Featured and fated to impending repeat on the show Canada Over the Edge, the Bay of Fundy has had it’s fair share of TV exposure. A destination I’ve always wanted to explore, our latest trip to New Brunswick had us venture out to the highest tides in the world (14 metres or 46 feet to be exact). A finalist in the “New 7 Wonders of Nature” competition, this natural phenomenon holds dear to many a Canadian’s heart.
If truth be told, and why blog if you’re not going to tell the truth, my first walk on the mudflats of the ocean floor had my palms a bit clammy. I’ve heard many stories of oblivious tourists becoming trapped off shore as the Atlantic crept in behind them, seeping to the lower levels of the bay from where the poor sap stood. And if we’re still being honest, I made sure to keep my distance (about 30 feet) from the edge of the waterline to ensure the ocean didn’t gobble me up.
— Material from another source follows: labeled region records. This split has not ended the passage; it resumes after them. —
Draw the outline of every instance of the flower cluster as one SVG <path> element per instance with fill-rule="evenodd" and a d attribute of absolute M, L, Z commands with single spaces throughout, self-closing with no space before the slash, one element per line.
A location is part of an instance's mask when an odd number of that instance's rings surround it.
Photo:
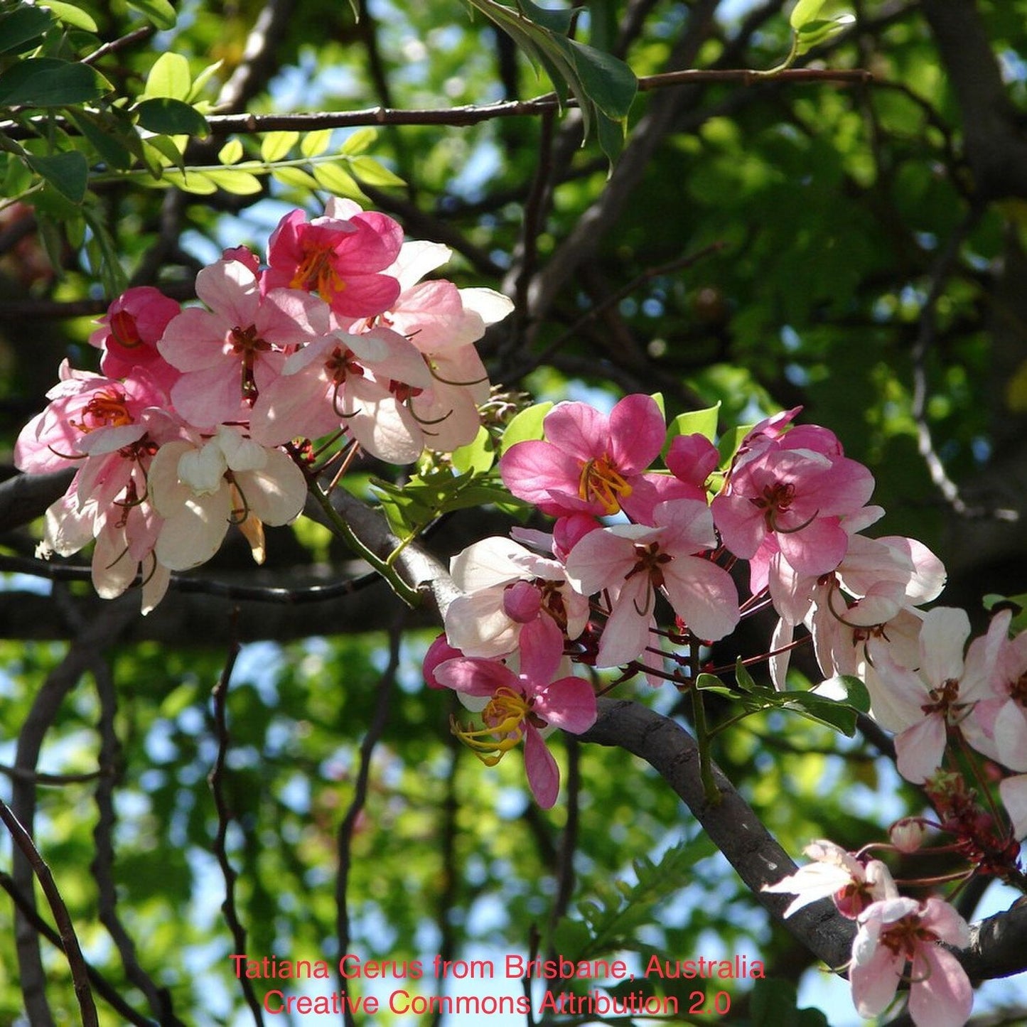
<path fill-rule="evenodd" d="M 306 498 L 296 444 L 330 436 L 403 464 L 473 440 L 489 395 L 473 343 L 511 304 L 422 280 L 449 255 L 333 199 L 322 217 L 287 215 L 266 265 L 236 248 L 204 267 L 202 305 L 129 289 L 89 339 L 100 373 L 66 362 L 15 445 L 22 470 L 77 468 L 43 550 L 96 541 L 97 591 L 118 596 L 141 572 L 147 612 L 231 525 L 263 560 L 264 525 Z"/>
<path fill-rule="evenodd" d="M 900 983 L 906 983 L 915 1024 L 964 1024 L 974 992 L 965 971 L 942 943 L 965 948 L 966 921 L 941 899 L 900 896 L 888 868 L 865 853 L 847 852 L 830 841 L 812 842 L 805 852 L 812 863 L 763 890 L 796 897 L 786 916 L 830 898 L 843 916 L 855 920 L 848 979 L 860 1016 L 883 1013 Z"/>
<path fill-rule="evenodd" d="M 553 531 L 515 529 L 453 558 L 461 594 L 426 676 L 480 715 L 481 727 L 454 730 L 486 763 L 525 743 L 529 784 L 548 806 L 559 777 L 546 730 L 581 733 L 597 716 L 574 664 L 620 668 L 615 683 L 641 673 L 693 688 L 698 672 L 727 670 L 701 661 L 711 643 L 771 606 L 774 684 L 785 687 L 789 656 L 806 640 L 826 679 L 863 679 L 871 715 L 897 734 L 900 772 L 924 786 L 931 825 L 954 836 L 949 850 L 969 865 L 963 876 L 1012 879 L 1016 839 L 1027 834 L 1027 635 L 1010 638 L 1006 611 L 967 646 L 965 612 L 924 611 L 945 584 L 941 562 L 915 539 L 865 534 L 884 512 L 870 505 L 870 471 L 826 428 L 795 424 L 797 413 L 756 425 L 722 466 L 703 435 L 668 442 L 650 396 L 629 395 L 608 416 L 581 403 L 554 407 L 542 438 L 500 460 L 507 489 L 553 517 Z M 745 598 L 732 574 L 741 561 Z M 979 789 L 948 769 L 965 765 L 950 759 L 952 746 L 993 761 Z M 1004 814 L 986 777 L 1002 777 Z M 922 829 L 904 829 L 912 847 Z M 789 914 L 831 896 L 858 920 L 860 1012 L 881 1012 L 906 981 L 917 1023 L 962 1023 L 969 985 L 938 944 L 966 944 L 954 910 L 901 898 L 879 861 L 830 842 L 808 851 L 816 862 L 770 890 L 799 895 Z"/>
So imagine how much of a twit I felt like when a local told us how it takes approximately 6 hours for the tide to go out, 6 hours for the tide to come in. Apparently, as long as I was aware of my surroundings I could outrun the “rushing” tide of the bay. I know… I’m a wimp and easily spooked by tales. My only redemption was that the lady did confirm people need to be saved from the water all the time. All the time being relative I’m sure. But see…. there was weight to my fear.
In any event, Q and I checked out some of the show’s featured locations while visiting New Brunswick this past July. Here are three must see of the Bay of Fundy.
Waterside (click for website)
Don’t expect a bustling town. In fact don’t expect a quality highway leading to Waterside. Actually don’t even expect too many signs telling you how to get there or that you’ve arrived. I found some of New Brunswick’s attractions kind of like “Where’s Waldo”?. They give you a hint here, a hot or cold there and then after a few pot holes you’re on your own. Ok, I’m getting off topic. Situated above the bay close to the town of Alma sits Waterside. With around 100 residents don’t blink or you might actually miss the community. What you won’t miss though are the mudflats at low tide. Although there was no sign that I saw of that indicated we were there, I recognized the beach from the show once staring down at it. It’s hard to miss. A small parking lot at the head of a trail leads you down to the beach and to the ocean floor. Even though it was cold and rainy the day we were there it was still very tranquil and beautiful.
Cape Enrage (click for website)
It’s the same road that leads from Waterside to Cape Enrage. Again don’t expect unblemished pavement or signs leading all the way. We had no idea if we were on the right path or not. We found the same perplexed expression on tourists we met trying to make their way to this famous lighthouse. (If you reach the man-made beach of rocks, creating a land bridge to what appears to be the other side of a little inlet, then you’re on the right path my friend.) The scenery getting to Cape Enrage is exceptional, which caused us to take pause and of course photograph wherever we could.
A small fee grants you admission to the location which consists of a restaurant, interpretive centre and gift shop. Adventure abounds for those brave or foolhardy enough to attempt to scale or repel the cliffs or zip line high above the grounds. Fees and donations maintain the lighthouse and property and keep the operation self-sufficient.
Oh and although I don’t remember her name, our guide at the interpretive centre was awesome. Entertaining with fantastic stories about the lighthouse’s history, the Maritime and sailing the seas.
Hopewell Rock (click for website)
There is no way you can talk about the Bay of Fundy and not mention Hopewell Rocks. It is the face of the bay and the Flowerpot Rocks probably the most recognizable landmark in New Brunswick. Pets are welcome so don’t leave Fido in the car… which is a no-no any way. For a small fee, take yourself and the pooch and hike down the trails and walk the ocean floor. Yes down. The park entrance is high above the seabed. And if you are too lazy like I was to walk back up, there is a shuttle you can jump on for $2. The guy we had drove like a maniac which had our ride bordering on amusement park level!
An interpretive/learning centre greets visitors at the entrance and contains interesting tidbits about the geology and oceanography of the area. There is a restaurant and gift shop in the main building and a canteen down closer to the beach area.
For kicks and grins, come back later in the day or the next even(as your admission pass is good for two days just like Cape Enrage) and kayak 25 feet above where you stood only mere hours earlier.
All three destinations are located between Alma and Moncton, town to town just over an hours drive. Although you will need to give yourself some extra time due to the road conditions it is possible to visit all three attractions in a day or two (depending on what activities you decide to engage in).
Oh and if we’re still on the art of being truthful? If you happen to see a new docu-series about the Bay of Fundy and a crazy woman running frantically from the tide flashes across your screen? Yep, that’s me!
~ True North Nomad
Do you think the Bay of Fundy should have won a place among the “New 7 Wonders of the World”? Is there another Canadian destination you feel should have been nominated?